To date, only a handful of countries are on track to meet the 2030 Sustainable Development Goal (SDG) target of reducing early deaths from NCDs by a third.  

And yet, NCDs are at the heart of sustainable development and their prevention and treatment is a prime opportunity for investment that would have myriad impacts on economic growth, far outweighing the money spent.

“It is a misconception” that they are “diseases of high-income countries”, said Bente Mikkelsen, WHO’s Director of Noncommunicable Diseased, adding that a full 85 per cent of all premature deaths happen in low and middle-income countries.

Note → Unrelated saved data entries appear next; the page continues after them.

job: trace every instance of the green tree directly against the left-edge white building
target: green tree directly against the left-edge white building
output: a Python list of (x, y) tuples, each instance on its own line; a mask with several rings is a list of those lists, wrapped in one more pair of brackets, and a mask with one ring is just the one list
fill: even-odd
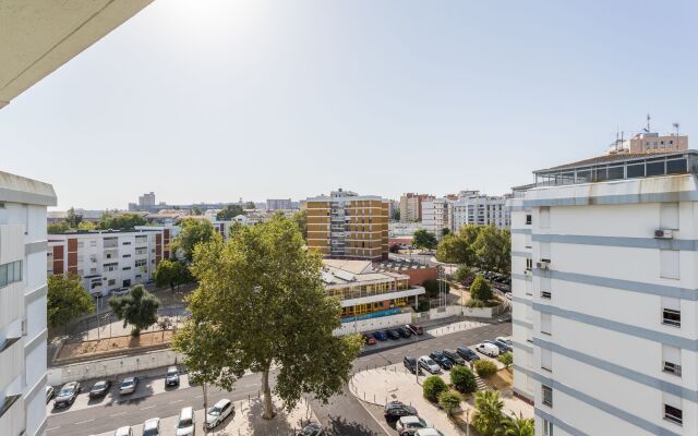
[(83, 288), (82, 279), (74, 272), (65, 276), (48, 276), (48, 325), (67, 326), (86, 313), (95, 312), (89, 292)]

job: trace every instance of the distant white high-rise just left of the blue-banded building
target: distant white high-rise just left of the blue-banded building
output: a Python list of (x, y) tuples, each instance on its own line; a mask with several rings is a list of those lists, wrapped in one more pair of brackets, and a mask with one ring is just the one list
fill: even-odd
[(462, 191), (458, 199), (449, 204), (450, 231), (457, 232), (466, 225), (490, 226), (507, 229), (512, 225), (506, 207), (507, 196), (490, 196), (479, 191)]

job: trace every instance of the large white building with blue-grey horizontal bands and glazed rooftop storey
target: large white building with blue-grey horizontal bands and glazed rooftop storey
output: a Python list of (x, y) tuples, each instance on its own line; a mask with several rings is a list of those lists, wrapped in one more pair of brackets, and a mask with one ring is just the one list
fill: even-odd
[(698, 434), (698, 152), (514, 190), (514, 388), (537, 435)]

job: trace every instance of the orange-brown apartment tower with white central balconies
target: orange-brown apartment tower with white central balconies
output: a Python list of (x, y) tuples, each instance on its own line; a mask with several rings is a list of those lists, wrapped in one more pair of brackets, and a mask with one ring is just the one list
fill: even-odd
[(308, 198), (308, 247), (326, 257), (388, 257), (388, 201), (351, 191)]

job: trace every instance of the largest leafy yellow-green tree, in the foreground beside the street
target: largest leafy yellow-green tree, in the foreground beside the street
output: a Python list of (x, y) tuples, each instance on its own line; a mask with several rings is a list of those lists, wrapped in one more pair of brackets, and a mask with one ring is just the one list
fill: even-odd
[[(227, 390), (234, 384), (230, 374), (262, 373), (265, 419), (275, 415), (273, 365), (273, 391), (285, 409), (309, 392), (327, 402), (342, 391), (362, 340), (333, 335), (341, 308), (325, 295), (321, 268), (288, 218), (242, 227), (226, 242), (215, 235), (194, 250), (191, 270), (198, 288), (188, 299), (192, 316), (176, 349)], [(195, 343), (202, 335), (204, 344)]]

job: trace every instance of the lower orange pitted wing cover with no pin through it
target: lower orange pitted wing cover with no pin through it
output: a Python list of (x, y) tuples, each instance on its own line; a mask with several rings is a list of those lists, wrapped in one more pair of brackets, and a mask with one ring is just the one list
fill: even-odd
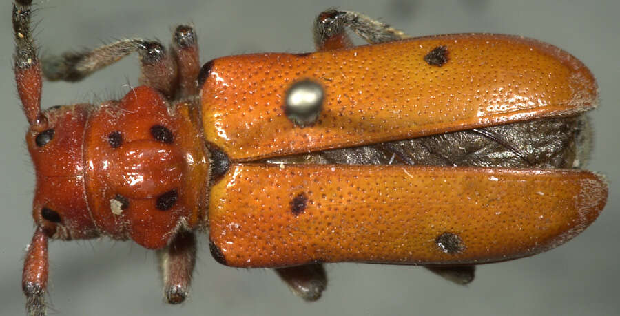
[(211, 190), (209, 229), (229, 266), (479, 264), (570, 240), (606, 198), (589, 171), (234, 165)]

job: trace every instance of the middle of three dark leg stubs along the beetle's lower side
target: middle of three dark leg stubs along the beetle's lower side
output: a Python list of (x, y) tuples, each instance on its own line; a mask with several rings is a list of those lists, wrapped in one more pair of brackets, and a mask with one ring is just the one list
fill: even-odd
[(327, 286), (327, 275), (322, 264), (305, 264), (275, 270), (295, 295), (308, 302), (319, 299)]

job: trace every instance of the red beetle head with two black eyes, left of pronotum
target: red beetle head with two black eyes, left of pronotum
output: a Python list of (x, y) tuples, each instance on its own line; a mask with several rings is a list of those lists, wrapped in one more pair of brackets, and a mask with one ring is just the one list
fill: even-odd
[(43, 122), (26, 134), (37, 172), (32, 216), (52, 238), (79, 239), (97, 235), (88, 213), (83, 165), (83, 135), (90, 105), (52, 107)]

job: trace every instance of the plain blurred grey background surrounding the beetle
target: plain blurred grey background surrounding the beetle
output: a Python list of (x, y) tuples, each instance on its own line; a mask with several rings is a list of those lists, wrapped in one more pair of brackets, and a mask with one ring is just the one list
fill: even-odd
[[(247, 52), (313, 50), (313, 17), (330, 6), (357, 10), (409, 34), (497, 32), (553, 43), (594, 72), (601, 107), (592, 115), (589, 168), (610, 180), (610, 198), (592, 227), (542, 255), (479, 267), (473, 284), (450, 284), (422, 268), (330, 264), (329, 288), (316, 303), (293, 297), (271, 271), (220, 266), (204, 236), (192, 297), (167, 306), (154, 253), (130, 242), (50, 244), (51, 302), (60, 315), (611, 315), (620, 282), (618, 61), (620, 1), (37, 1), (42, 52), (147, 36), (167, 42), (177, 23), (194, 23), (201, 58)], [(33, 231), (34, 174), (23, 144), (26, 122), (11, 73), (10, 4), (0, 5), (0, 314), (23, 315), (21, 265)], [(118, 98), (137, 84), (136, 56), (83, 83), (45, 83), (43, 106)]]

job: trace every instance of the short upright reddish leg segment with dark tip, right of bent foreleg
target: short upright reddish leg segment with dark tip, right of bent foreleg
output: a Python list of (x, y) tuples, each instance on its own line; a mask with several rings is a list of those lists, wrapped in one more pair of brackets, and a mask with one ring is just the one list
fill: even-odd
[(172, 37), (172, 51), (178, 65), (178, 96), (198, 94), (198, 72), (200, 72), (200, 56), (196, 32), (189, 25), (178, 25)]

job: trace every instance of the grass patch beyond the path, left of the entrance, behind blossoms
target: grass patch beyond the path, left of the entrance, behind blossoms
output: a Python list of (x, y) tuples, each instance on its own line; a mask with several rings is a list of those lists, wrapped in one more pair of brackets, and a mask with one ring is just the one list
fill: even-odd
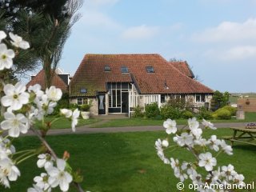
[[(54, 119), (53, 116), (47, 117), (45, 119), (45, 122), (52, 122)], [(100, 121), (99, 119), (96, 118), (90, 118), (90, 119), (83, 119), (83, 118), (79, 118), (78, 119), (78, 126), (86, 126), (86, 125), (90, 125), (94, 122), (98, 122)], [(34, 124), (35, 127), (40, 127), (42, 126), (42, 122), (35, 122)], [(71, 127), (71, 121), (68, 118), (59, 118), (56, 122), (54, 122), (51, 125), (51, 129), (69, 129)]]

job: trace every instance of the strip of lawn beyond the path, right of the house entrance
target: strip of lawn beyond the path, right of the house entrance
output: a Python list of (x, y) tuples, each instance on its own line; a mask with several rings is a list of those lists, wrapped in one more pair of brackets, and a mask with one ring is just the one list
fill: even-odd
[[(111, 119), (108, 122), (92, 125), (92, 127), (121, 127), (121, 126), (162, 126), (163, 120), (154, 120), (154, 119), (143, 119), (143, 118), (124, 118), (124, 119)], [(178, 125), (185, 125), (187, 122), (186, 119), (178, 119)], [(246, 113), (245, 120), (212, 120), (211, 122), (256, 122), (256, 113)]]

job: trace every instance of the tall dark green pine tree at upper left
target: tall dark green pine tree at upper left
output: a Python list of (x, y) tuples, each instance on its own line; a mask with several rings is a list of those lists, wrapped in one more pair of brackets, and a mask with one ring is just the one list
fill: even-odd
[(82, 0), (10, 2), (2, 17), (9, 23), (6, 30), (21, 35), (31, 47), (30, 52), (18, 52), (16, 74), (42, 64), (46, 87), (50, 86), (70, 29), (80, 18), (76, 12), (81, 6)]

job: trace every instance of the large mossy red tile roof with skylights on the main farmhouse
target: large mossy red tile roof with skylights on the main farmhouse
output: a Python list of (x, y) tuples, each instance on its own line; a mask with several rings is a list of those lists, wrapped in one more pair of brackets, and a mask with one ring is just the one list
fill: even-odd
[[(104, 71), (106, 65), (110, 72)], [(127, 66), (129, 73), (122, 74), (121, 66)], [(146, 66), (153, 66), (154, 73), (147, 73)], [(141, 94), (213, 93), (159, 54), (86, 54), (70, 82), (70, 96), (106, 92), (107, 82), (135, 82)], [(87, 94), (80, 93), (82, 88), (86, 88)]]

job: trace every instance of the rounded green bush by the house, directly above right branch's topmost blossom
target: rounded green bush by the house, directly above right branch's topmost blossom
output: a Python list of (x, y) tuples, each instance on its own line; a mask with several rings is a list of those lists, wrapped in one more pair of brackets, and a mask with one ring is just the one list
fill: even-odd
[(178, 119), (182, 117), (181, 110), (179, 110), (178, 108), (174, 108), (173, 106), (170, 106), (168, 104), (161, 107), (160, 114), (162, 116), (162, 119)]

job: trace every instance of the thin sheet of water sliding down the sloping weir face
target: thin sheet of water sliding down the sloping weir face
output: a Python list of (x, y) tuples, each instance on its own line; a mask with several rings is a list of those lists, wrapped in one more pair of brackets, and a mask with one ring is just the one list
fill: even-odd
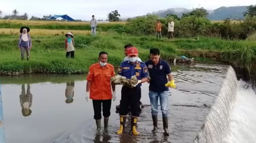
[(194, 143), (223, 143), (230, 132), (230, 112), (237, 97), (238, 81), (230, 66), (221, 90)]

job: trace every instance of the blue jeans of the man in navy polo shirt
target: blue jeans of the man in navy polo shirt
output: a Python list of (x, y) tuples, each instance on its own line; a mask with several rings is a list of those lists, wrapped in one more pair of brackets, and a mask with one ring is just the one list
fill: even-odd
[(154, 92), (149, 91), (149, 99), (151, 104), (151, 114), (152, 116), (156, 116), (158, 113), (158, 97), (160, 100), (160, 106), (162, 111), (162, 117), (168, 117), (168, 91), (163, 92)]

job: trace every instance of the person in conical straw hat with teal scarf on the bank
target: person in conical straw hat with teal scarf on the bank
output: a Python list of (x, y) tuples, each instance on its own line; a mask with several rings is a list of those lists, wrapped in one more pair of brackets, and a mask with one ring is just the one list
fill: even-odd
[(74, 49), (74, 35), (72, 32), (67, 32), (65, 34), (65, 50), (66, 50), (66, 58), (74, 58), (75, 57), (75, 49)]

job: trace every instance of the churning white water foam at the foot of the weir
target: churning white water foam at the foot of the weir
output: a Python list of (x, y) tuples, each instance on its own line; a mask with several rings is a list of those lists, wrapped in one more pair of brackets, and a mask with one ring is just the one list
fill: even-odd
[(256, 143), (256, 94), (244, 85), (243, 81), (239, 81), (230, 117), (230, 134), (224, 143)]

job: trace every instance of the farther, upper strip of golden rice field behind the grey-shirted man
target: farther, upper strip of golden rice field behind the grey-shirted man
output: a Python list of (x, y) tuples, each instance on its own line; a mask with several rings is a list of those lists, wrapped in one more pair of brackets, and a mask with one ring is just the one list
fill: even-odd
[[(90, 22), (64, 22), (64, 21), (37, 21), (37, 20), (0, 20), (0, 24), (23, 24), (23, 25), (85, 25), (90, 24)], [(98, 24), (126, 24), (126, 22), (108, 22), (108, 23), (98, 23)]]

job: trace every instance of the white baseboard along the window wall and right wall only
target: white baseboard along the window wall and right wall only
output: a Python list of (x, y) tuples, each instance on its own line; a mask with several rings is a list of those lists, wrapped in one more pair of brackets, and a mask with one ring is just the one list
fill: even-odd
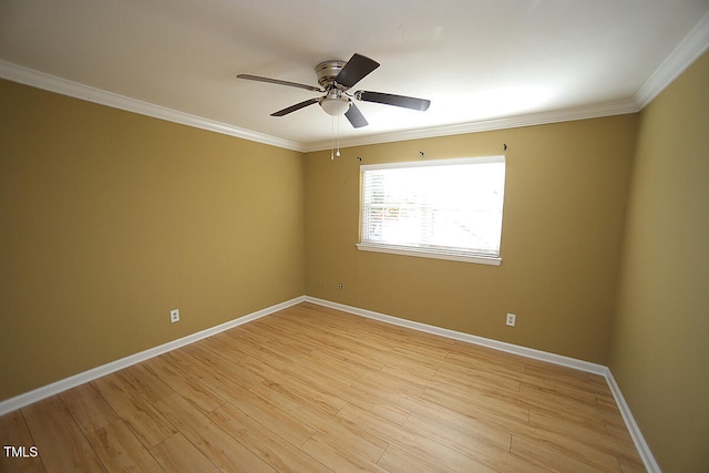
[(633, 412), (630, 412), (630, 408), (625, 401), (623, 393), (620, 392), (620, 388), (616, 383), (610, 369), (603, 364), (592, 363), (584, 360), (578, 360), (576, 358), (564, 357), (562, 354), (549, 353), (547, 351), (535, 350), (533, 348), (521, 347), (518, 345), (506, 343), (504, 341), (493, 340), (490, 338), (477, 337), (470, 333), (459, 332), (455, 330), (444, 329), (441, 327), (430, 326), (427, 323), (415, 322), (412, 320), (401, 319), (399, 317), (388, 316), (380, 312), (374, 312), (372, 310), (360, 309), (358, 307), (347, 306), (339, 302), (332, 302), (325, 299), (318, 299), (316, 297), (306, 296), (306, 302), (317, 304), (319, 306), (329, 307), (331, 309), (341, 310), (343, 312), (353, 313), (356, 316), (367, 317), (370, 319), (379, 320), (387, 323), (392, 323), (400, 327), (407, 327), (413, 330), (424, 331), (428, 333), (438, 335), (441, 337), (451, 338), (454, 340), (464, 341), (467, 343), (474, 343), (482, 347), (492, 348), (495, 350), (504, 351), (507, 353), (518, 354), (521, 357), (531, 358), (534, 360), (546, 361), (554, 364), (559, 364), (567, 368), (573, 368), (576, 370), (586, 371), (589, 373), (602, 376), (608, 382), (608, 387), (610, 388), (610, 392), (613, 393), (616, 403), (618, 404), (618, 409), (620, 410), (620, 414), (623, 415), (623, 420), (625, 421), (626, 426), (628, 428), (628, 432), (630, 433), (630, 438), (633, 438), (633, 442), (635, 443), (635, 448), (645, 464), (645, 469), (650, 473), (661, 473), (659, 465), (657, 464), (650, 448), (648, 446), (643, 433), (640, 432), (640, 428), (635, 422), (635, 418), (633, 417)]

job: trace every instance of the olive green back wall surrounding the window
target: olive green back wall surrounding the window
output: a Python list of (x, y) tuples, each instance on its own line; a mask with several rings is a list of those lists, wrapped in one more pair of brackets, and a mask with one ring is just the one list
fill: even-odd
[[(636, 127), (623, 115), (309, 153), (306, 294), (605, 363)], [(356, 248), (360, 164), (420, 151), (506, 155), (500, 267)]]

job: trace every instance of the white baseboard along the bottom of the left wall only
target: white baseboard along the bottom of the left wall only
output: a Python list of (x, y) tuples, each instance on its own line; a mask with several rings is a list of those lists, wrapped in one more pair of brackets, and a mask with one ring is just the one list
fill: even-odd
[(111, 361), (110, 363), (90, 369), (79, 374), (64, 378), (51, 384), (47, 384), (41, 388), (38, 388), (33, 391), (25, 392), (24, 394), (10, 398), (8, 400), (0, 402), (0, 415), (6, 414), (10, 411), (14, 411), (20, 408), (23, 408), (33, 402), (41, 401), (42, 399), (49, 398), (50, 395), (59, 394), (60, 392), (63, 392), (69, 389), (75, 388), (78, 385), (84, 384), (86, 382), (93, 381), (95, 379), (110, 374), (114, 371), (119, 371), (124, 368), (131, 367), (133, 364), (140, 363), (142, 361), (148, 360), (151, 358), (157, 357), (158, 354), (163, 354), (168, 351), (175, 350), (177, 348), (185, 347), (189, 343), (194, 343), (195, 341), (202, 340), (207, 337), (212, 337), (213, 335), (223, 332), (225, 330), (232, 329), (243, 323), (250, 322), (253, 320), (259, 319), (261, 317), (268, 316), (270, 313), (277, 312), (282, 309), (287, 309), (288, 307), (304, 302), (305, 300), (306, 300), (305, 296), (299, 296), (294, 299), (287, 300), (285, 302), (280, 302), (275, 306), (270, 306), (265, 309), (257, 310), (256, 312), (251, 312), (246, 316), (239, 317), (237, 319), (229, 320), (228, 322), (224, 322), (218, 326), (210, 327), (208, 329), (188, 335), (177, 340), (173, 340), (167, 343), (150, 348), (145, 351), (131, 354), (120, 360)]

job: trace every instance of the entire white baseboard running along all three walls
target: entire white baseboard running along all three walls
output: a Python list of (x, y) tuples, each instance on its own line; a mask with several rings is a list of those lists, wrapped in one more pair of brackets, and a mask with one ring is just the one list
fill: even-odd
[(559, 364), (563, 367), (574, 368), (577, 370), (587, 371), (594, 374), (603, 376), (607, 381), (610, 388), (610, 392), (613, 393), (618, 408), (620, 409), (620, 413), (625, 423), (630, 432), (630, 436), (635, 442), (635, 446), (638, 449), (638, 453), (645, 463), (645, 467), (650, 473), (661, 473), (661, 470), (657, 462), (655, 461), (655, 456), (650, 452), (649, 446), (647, 445), (643, 433), (638, 424), (635, 422), (633, 418), (633, 413), (630, 412), (630, 408), (625, 401), (623, 393), (620, 392), (620, 388), (616, 383), (613, 373), (603, 364), (592, 363), (584, 360), (578, 360), (575, 358), (564, 357), (556, 353), (549, 353), (542, 350), (535, 350), (532, 348), (521, 347), (513, 343), (506, 343), (499, 340), (493, 340), (490, 338), (477, 337), (470, 333), (459, 332), (455, 330), (444, 329), (441, 327), (430, 326), (427, 323), (415, 322), (412, 320), (401, 319), (399, 317), (388, 316), (386, 313), (374, 312), (372, 310), (360, 309), (358, 307), (346, 306), (339, 302), (332, 302), (325, 299), (318, 299), (316, 297), (309, 296), (300, 296), (294, 299), (287, 300), (281, 304), (277, 304), (271, 307), (267, 307), (265, 309), (258, 310), (253, 313), (248, 313), (246, 316), (239, 317), (234, 320), (229, 320), (228, 322), (198, 331), (196, 333), (188, 335), (177, 340), (173, 340), (171, 342), (161, 345), (158, 347), (151, 348), (145, 351), (141, 351), (135, 354), (131, 354), (129, 357), (122, 358), (116, 361), (112, 361), (110, 363), (103, 364), (101, 367), (93, 368), (91, 370), (84, 371), (82, 373), (72, 376), (70, 378), (65, 378), (53, 382), (51, 384), (47, 384), (44, 387), (38, 388), (33, 391), (27, 392), (24, 394), (17, 395), (14, 398), (8, 399), (6, 401), (0, 402), (0, 415), (6, 414), (10, 411), (14, 411), (17, 409), (21, 409), (25, 405), (29, 405), (33, 402), (40, 401), (42, 399), (49, 398), (50, 395), (59, 394), (62, 391), (66, 391), (69, 389), (75, 388), (80, 384), (93, 381), (97, 378), (110, 374), (114, 371), (122, 370), (124, 368), (131, 367), (133, 364), (140, 363), (142, 361), (148, 360), (153, 357), (157, 357), (158, 354), (163, 354), (167, 351), (175, 350), (181, 347), (185, 347), (189, 343), (194, 343), (195, 341), (202, 340), (204, 338), (210, 337), (213, 335), (223, 332), (225, 330), (232, 329), (234, 327), (250, 322), (253, 320), (259, 319), (261, 317), (268, 316), (270, 313), (277, 312), (282, 309), (287, 309), (288, 307), (298, 305), (300, 302), (312, 302), (318, 306), (329, 307), (332, 309), (341, 310), (343, 312), (353, 313), (357, 316), (367, 317), (370, 319), (380, 320), (387, 323), (392, 323), (400, 327), (407, 327), (410, 329), (424, 331), (428, 333), (438, 335), (441, 337), (446, 337), (455, 340), (465, 341), (469, 343), (480, 345), (487, 348), (493, 348), (495, 350), (505, 351), (507, 353), (520, 354), (522, 357), (547, 361), (549, 363)]

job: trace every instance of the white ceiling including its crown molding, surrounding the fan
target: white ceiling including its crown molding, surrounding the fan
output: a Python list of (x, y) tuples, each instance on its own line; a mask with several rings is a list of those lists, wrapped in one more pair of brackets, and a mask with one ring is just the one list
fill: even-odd
[(353, 90), (431, 100), (357, 102), (374, 143), (637, 111), (708, 45), (709, 0), (0, 0), (0, 76), (301, 151), (332, 119), (269, 114), (317, 94), (236, 74), (367, 55)]

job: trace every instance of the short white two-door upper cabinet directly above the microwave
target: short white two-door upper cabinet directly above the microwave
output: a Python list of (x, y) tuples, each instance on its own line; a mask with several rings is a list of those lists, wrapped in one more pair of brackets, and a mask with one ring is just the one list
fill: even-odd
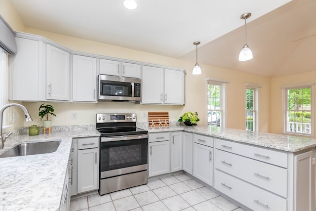
[(99, 73), (110, 76), (122, 76), (140, 79), (140, 65), (100, 59)]

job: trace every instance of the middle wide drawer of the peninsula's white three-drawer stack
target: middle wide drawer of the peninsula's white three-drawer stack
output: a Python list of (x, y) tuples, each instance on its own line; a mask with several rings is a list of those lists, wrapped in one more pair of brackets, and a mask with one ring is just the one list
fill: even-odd
[(215, 168), (287, 197), (287, 169), (215, 150)]

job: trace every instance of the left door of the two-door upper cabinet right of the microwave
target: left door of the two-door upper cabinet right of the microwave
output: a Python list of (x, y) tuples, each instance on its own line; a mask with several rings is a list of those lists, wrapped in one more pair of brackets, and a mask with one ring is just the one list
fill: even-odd
[(163, 102), (163, 69), (143, 66), (142, 103), (161, 104)]

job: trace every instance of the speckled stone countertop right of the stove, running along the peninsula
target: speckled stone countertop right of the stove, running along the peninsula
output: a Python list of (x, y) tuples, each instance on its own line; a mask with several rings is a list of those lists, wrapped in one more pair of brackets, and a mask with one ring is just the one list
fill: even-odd
[(299, 152), (305, 149), (316, 147), (316, 139), (294, 135), (283, 135), (264, 132), (253, 132), (242, 129), (220, 128), (215, 126), (185, 126), (182, 124), (160, 127), (149, 127), (148, 125), (138, 125), (148, 132), (163, 131), (187, 131), (202, 135), (210, 135), (216, 138), (223, 138), (232, 141), (287, 151)]

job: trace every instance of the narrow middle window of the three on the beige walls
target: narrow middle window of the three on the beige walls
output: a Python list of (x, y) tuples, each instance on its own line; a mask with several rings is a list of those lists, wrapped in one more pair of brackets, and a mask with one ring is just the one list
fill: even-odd
[(245, 128), (258, 131), (258, 88), (260, 86), (245, 85)]

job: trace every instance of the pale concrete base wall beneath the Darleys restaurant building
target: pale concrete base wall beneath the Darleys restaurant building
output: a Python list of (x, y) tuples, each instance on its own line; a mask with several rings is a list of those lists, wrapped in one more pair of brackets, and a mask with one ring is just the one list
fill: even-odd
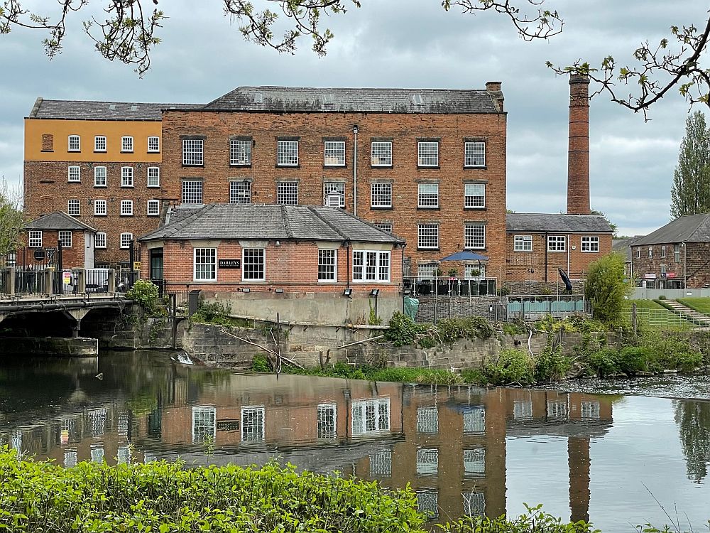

At a critical juncture for public health, WHO said that the new information offers a chance to address the issue and recommends spending more on prevention.

Investing $18 billion a year across all low and middle-income countries could generate net economic benefits of $2.7 trillion by 2030.

At the event, the WHO chief called on global leaders to take urgent action on NCDs and renewed the two-year appointment of Michael R. Bloomberg as WHO Global Ambassador for Noncommunicable Diseases and Injuries – his  third reappointment since 2016.

“As we continue to respond to this pandemic and prepare for the next, we have seen the critical importance of addressing a major risk factor in COVID-19 hospitalizations and deaths – noncommunicable diseases,” said Mr. Bloomberg.

He maintained that they can often be prevented with investment in “proven, cost-effective interventions” and looked forward to continuing to make “life-saving investments in NCD and injury prevention” alongside WHO.